Łukasz Kluczyński1, Aleksandra Gilis-Januszewska12, Damian Rogoziński1, Jacek Pantofliński1, Alicja Hubalewska-Dydejczyk12
Pubmed: 31290557
Endokrynol Pol 2019;70(3):260-269.


Hypophysitis is a broad term used to describe conditions leading to inflammation of the pituitary gland and the pituitary stalk. It may develop as a primary condition or secondary to other diseases. Hypophysitis is classified based on aetiological, anatomical, and histological criteria. Clinical symptoms result from enlargement of the pituitary gland, hormonal deficiencies, diabetes insipidus, and hyperprolactinemia. Histopathological verification of tissue samples from a pituitary biopsy remains the gold standard in diagnosing hypophysitis. However, due to the invasiveness and risk of the procedure it is rarely performed. The diagnosis is based mainly on clinical presentation, laboratory tests, and imaging. The rarity of the disease and the deficit in reliable data result in a lack of clear guidelines in the treatment of hypophysitis. The basic therapy relies on hormonal replacement. High doses of steroids are the first-line treatment of symptoms caused by mass effect in sella and compression of surrounding structures. In steroid-resistant patients or in cases of inacceptable sides effects, treatment with other immunosuppressant drugs was administered with success.
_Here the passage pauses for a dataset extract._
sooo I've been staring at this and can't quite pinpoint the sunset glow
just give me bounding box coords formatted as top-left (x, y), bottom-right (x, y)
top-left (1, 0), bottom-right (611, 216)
The course of the disease varies: some patients present remission, in other cases hypophysitis leads to fibrosis and atrophy of the pituitary gland, which is reflected in persistent hormonal deficiencies and images of an empty sella. The objective of this article is to present the most important information: the epidemiology, clinical image, diagnostic procedures, and treatment of primary hypophysitis, in order to allow better understanding of this disease and implementation of proper management. Posttraumatic and immunotherapyrelated hypophysitis are also briefly characterised.